Klarinet Archive - Posting 000087.txt from 1994/02

From: "Robert E. Winston" <usr4818a@-----.EDU>
Subj: Re: Vibrato
Date: Wed, 9 Feb 1994 04:12:25 -0500

> do you have a better understanding of the enormous rift that
> existed ca. 1950 between the very, very few who played with a
> vibrato, and the very, very many who were simply unwilling to
> tolerate anyone (particularly Kell) who used one.

> There is so much of that in the clarinet playing world: an
> attitude of only one way to do something, that person's way.

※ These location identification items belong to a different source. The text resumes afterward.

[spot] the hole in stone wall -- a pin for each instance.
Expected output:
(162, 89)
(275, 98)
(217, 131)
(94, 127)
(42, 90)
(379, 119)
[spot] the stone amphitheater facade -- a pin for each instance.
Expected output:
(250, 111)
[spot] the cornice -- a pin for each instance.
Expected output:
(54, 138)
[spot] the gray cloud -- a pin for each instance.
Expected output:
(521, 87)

That's part of it, of course. "We've always done it this way so it must be
the right way." (And don't _you_ want to play the right way?) But it's not
the whole story.

For a long time, I couldn't understand the almost universal aversion to
vibrato amongst clarinet teachers when I was learning the instrument back
in the sixties. These classically trained musicians didn't have a problem
with vibrato per se. The vibrato of their string playing colleagues was not
an issue, but vibrato on the clarinet was. In my youthful ignorance, I
could see no reason we should be denied this useful tool.

It was finally explained to me - unintentionally - by my teacher, a
symphony player of some note.

> the incredible fuss that was made when Kell first came to the
> US, ca. 1948.

At that time, vibrato on the clarinet was associated with big band music -
with Artie Shaw and Woody Herman. Left unspoken (mostly) was the
understanding the big band was a white derivative of black music - Jazz.
And that is what disturbed people about clarinet vibrato.

Jazz, my teacher explained, was the institutionalization (yes, he actually
used that word) of bad music. The rhythms, the intonation, of Jazz
originated with uneducated "colored" musicians playing badly on bad
instruments.

Over time, he explained, this bad playing had become the accepted norm and
had even been copied by white Jazz players who didn't understand its
origin.

Even "colored" musicians who could afford good instruments played this way
out of ignorance, he said.

It's not that vibrato can't be overdone or done badly - of course it can.
But that doesn't explain the revulsion to any vibrato, no matter how well
played, by most clarinetists in the 1950's and '60's.

The reference to 1948 is what brought all this back to mind. In '48 Woody
Herman was tossed out of a hotel gig here in Cincinnati and run out of town
for playing "that damn nigger music".

I think that's what all the fuss was really about. White classical
musicians, playing white European music, in their all white orchestras to
lily white audiences were repulsed by the association with "nigger music".